Melihat sayuran-sayuran hijau, Saya spontan bereaksi ketika melihat ia memasukkan suatu jenis sayuran berwana merah : "eii....jangan pakai tomat yah!"


Dia: "oh kamu ga suka tomat?" anyway, kamu kerja gak disini selain sekolah?"


Entah kenapa kali itu saya spontan menjawab "enggak!"
Mungkin karena terlalu lapar saya jadi malas berbincang-bincang.
Padahal pagi itu, saya baru saja bekerja membagikan majalah.

Dia lalu bilang: "kerja di sini aja, gimana kamu mau?"

Saya pun bilang: "wah makasih..tapi saya lagi harus banyak belajar .."

Dia: "tapi kan kamu ga mungkin tiap hari liat buku 24 jam...kalau kamu bosen..kesini aja datang 2-3 jam sehari...kerja di sini!'

Saya: "Hmm makasih...tapi nanti deh ..mungkin bulan Juni kalau udah gak ada kuliah..saya coba coba kerja di sini .."

Dia: "kenapa bulan Juni? kalau kamu mau..hari ini kamu bisa kerja sini...gampang kerja di sini..kamu bisa belajar masak masakan yunani..kalau kamu bisa masak masakan Indonesia itu lebih bagus..jadi nanti kamu bisa masakin saya masakan Indonesia"

Saya: "emangnya kamu mau pensiun? kok nyari pegawai?"

Dia: "saya tetap di sini...tapi kan bagus kalau kamu bisa dapet uang saku tambahan! bagaimana? datanglah ke sini..kalau kamu bosan belajar...kerja dua-tiga jam sehari juga gapapa"

Saya cuma tersenyum.

Dia: "oiya...kamu berapa bayar rent rumah kamu? kamu tinggal sama siapa? saya masih punya kamar kosong di sini..saya bisa sewakan ke kamu.. 50 dollar per week.. kamu bisa relax kalau tinggal di sini...terserah kamu mau ngapain...!"

Semakin lapar, saya pun meminta souvlaki saya: "hmm..saya baru aja pindah...capek ah pindah lagi..udah enak lagian tinggal saama students.."

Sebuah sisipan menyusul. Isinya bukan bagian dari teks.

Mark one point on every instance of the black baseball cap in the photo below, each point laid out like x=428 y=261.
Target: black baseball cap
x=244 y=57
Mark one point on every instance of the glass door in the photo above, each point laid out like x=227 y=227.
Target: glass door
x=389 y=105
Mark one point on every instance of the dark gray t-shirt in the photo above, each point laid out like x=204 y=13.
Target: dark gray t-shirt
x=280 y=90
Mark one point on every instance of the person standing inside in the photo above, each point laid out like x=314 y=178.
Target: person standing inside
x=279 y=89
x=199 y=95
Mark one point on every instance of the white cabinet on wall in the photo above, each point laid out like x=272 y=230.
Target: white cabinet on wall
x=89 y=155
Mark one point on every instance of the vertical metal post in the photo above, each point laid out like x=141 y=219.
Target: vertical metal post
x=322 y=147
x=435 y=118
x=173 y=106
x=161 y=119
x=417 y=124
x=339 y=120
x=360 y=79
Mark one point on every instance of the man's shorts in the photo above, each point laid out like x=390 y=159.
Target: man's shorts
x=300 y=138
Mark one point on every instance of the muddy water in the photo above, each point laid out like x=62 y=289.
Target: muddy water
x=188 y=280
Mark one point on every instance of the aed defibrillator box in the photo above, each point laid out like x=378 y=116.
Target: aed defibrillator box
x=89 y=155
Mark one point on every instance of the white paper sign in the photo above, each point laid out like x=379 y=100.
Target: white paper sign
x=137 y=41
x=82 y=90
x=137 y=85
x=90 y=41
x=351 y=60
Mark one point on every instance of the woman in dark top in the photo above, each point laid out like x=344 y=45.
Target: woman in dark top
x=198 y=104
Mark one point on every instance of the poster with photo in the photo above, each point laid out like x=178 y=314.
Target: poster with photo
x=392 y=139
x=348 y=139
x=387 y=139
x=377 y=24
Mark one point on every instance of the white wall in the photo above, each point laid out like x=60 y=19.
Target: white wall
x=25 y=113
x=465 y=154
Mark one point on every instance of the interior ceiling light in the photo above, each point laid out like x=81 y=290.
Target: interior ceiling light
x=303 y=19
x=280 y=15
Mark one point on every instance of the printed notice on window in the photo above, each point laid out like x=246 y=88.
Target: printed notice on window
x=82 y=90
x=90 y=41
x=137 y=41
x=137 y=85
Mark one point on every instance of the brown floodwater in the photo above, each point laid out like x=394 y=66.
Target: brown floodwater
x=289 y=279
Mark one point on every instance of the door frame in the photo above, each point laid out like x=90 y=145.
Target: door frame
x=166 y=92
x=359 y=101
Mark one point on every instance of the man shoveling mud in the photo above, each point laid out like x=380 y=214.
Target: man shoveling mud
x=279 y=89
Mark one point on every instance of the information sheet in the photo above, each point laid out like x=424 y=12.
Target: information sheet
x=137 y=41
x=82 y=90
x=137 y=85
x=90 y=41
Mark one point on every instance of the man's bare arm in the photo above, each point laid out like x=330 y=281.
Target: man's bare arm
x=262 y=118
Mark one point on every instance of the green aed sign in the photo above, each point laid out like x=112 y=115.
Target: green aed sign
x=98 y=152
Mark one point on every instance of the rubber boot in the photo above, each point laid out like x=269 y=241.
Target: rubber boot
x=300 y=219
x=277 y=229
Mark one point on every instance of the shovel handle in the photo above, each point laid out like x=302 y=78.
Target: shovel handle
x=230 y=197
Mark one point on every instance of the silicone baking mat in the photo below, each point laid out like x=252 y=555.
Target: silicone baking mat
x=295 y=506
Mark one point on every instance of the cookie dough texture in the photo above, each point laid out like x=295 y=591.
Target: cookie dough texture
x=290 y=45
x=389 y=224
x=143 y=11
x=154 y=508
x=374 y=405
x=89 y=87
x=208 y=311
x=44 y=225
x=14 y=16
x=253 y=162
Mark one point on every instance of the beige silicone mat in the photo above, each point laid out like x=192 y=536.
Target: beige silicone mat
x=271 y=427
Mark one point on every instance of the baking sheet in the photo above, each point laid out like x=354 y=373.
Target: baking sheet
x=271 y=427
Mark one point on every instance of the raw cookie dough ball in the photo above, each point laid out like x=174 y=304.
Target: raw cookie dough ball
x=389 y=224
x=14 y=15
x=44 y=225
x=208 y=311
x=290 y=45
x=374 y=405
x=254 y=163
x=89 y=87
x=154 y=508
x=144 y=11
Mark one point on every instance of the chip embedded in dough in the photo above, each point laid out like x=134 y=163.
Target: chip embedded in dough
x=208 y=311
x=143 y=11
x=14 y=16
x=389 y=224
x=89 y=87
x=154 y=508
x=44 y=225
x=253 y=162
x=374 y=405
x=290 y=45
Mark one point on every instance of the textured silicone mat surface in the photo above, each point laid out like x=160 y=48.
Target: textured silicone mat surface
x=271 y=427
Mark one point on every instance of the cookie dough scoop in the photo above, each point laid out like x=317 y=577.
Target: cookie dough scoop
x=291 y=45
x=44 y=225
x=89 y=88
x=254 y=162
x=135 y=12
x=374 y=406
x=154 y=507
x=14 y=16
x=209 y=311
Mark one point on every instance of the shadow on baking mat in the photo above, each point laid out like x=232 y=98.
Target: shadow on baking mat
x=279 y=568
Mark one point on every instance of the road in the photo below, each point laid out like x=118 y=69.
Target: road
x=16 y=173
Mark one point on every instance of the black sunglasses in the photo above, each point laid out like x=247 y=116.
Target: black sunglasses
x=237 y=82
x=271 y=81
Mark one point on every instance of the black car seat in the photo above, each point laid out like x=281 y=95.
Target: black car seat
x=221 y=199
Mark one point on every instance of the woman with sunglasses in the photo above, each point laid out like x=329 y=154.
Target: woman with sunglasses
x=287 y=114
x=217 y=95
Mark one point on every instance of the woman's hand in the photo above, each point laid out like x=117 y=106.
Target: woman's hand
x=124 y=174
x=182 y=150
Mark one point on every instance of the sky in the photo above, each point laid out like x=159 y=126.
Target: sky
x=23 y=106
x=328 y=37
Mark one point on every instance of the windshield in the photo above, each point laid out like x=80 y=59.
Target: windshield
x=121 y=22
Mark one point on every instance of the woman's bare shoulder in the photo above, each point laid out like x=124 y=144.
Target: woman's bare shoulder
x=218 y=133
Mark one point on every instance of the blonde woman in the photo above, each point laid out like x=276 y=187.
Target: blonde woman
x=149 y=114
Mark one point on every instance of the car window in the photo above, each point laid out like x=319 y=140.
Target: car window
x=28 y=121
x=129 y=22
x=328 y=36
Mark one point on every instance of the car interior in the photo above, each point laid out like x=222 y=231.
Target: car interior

Dia bertanya: "berapa kamu bayar di sana?"

Saya: "murah banget kok...350 per month..."

Dia lalu berkata: "mahal...kalau tinggal di sini kamu bisa menghemat...dan kamu bisa kerja juga di sini!"

Saya : "makasi..tapi saya pamit yaa.. nanti kalau ada teman laki-laki yang cari tempat saya rekomen deh kamar kamu!"

Ia lalu tertawa: "Ha...nice to see you...sering2 ke sini yah ...!"


***


Entah apa bapak itu memang ramah atau baik.
Atau saya saja yang kurang merasa nyaman saat seseorang terlalu ramah.

satu hal yang pasti: saya tidak akan kembali ke situ lagi! he

Masak sama ngobrol..lamaan ngobrolnya.. pantas saja dia butuh pegawai..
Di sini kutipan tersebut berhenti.